Dr. Nikia Grayson, DNP, MSN, MPH, MA, CNM, FNP-C, FACNM (she/her) is a trailblazing force in reproductive justice, blending her expertise as a public health activist, anthropologist, and family nurse-midwife to champion the rights and health of underserved communities. Graduating with distinction from Howard University, Nikia holds a bachelor’s degree in communications and a master’s degree in public health. Her academic journey also led her to the University of Memphis, where she earned a master’s in medical anthropology, and the University of Tennessee, where she achieved both a master’s in nursing and a doctorate in nursing practice. Complementing her extensive education, she completed a post-master’s certificate in midwifery at Frontier Nursing University.

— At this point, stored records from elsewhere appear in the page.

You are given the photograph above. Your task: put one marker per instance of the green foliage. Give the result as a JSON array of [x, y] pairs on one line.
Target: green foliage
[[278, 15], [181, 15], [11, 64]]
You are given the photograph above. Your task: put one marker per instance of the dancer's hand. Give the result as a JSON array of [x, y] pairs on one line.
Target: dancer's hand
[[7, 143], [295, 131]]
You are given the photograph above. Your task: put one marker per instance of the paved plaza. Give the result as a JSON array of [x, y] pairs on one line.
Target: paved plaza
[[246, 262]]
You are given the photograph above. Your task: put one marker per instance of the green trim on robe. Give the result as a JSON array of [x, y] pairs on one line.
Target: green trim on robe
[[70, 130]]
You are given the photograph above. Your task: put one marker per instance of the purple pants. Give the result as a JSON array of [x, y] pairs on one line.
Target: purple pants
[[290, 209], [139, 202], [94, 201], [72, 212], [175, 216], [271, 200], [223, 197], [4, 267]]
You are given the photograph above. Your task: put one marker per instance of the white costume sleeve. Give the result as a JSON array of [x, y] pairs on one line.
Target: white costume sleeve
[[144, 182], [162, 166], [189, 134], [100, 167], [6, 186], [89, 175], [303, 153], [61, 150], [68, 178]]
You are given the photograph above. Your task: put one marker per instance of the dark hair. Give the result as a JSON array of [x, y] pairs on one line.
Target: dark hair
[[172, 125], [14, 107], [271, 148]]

Dr. Tia Brown McNair is the Vice President in the Office of Diversity, Equity, and Student Success and Executive Director for the Truth, Racial Healing, and Transformation (TRHT) Campus Centers at the American Association of Colleges and Universities (AAC&U) in Washington, DC. She oversees both funded projects and AAC&U’s continuing programs on equity, inclusive excellence, high-impact practices, and student success. McNair directs AAC&U’s Summer Institutes on High-Impact Practices and Student Success, and TRHT Campus Centers and serves as the project director for several AAC&U initiatives, including the development of a TRHT-focused campus climate toolkit. She is the lead author of From Equity Talk to Equity Walk: Expanding Practitioner Knowledge for Racial Justice in Higher Education (January 2020) and Becoming a Student-Ready College: A New Culture of Leadership for Student Success (July 2016 and August 2022 Second edition).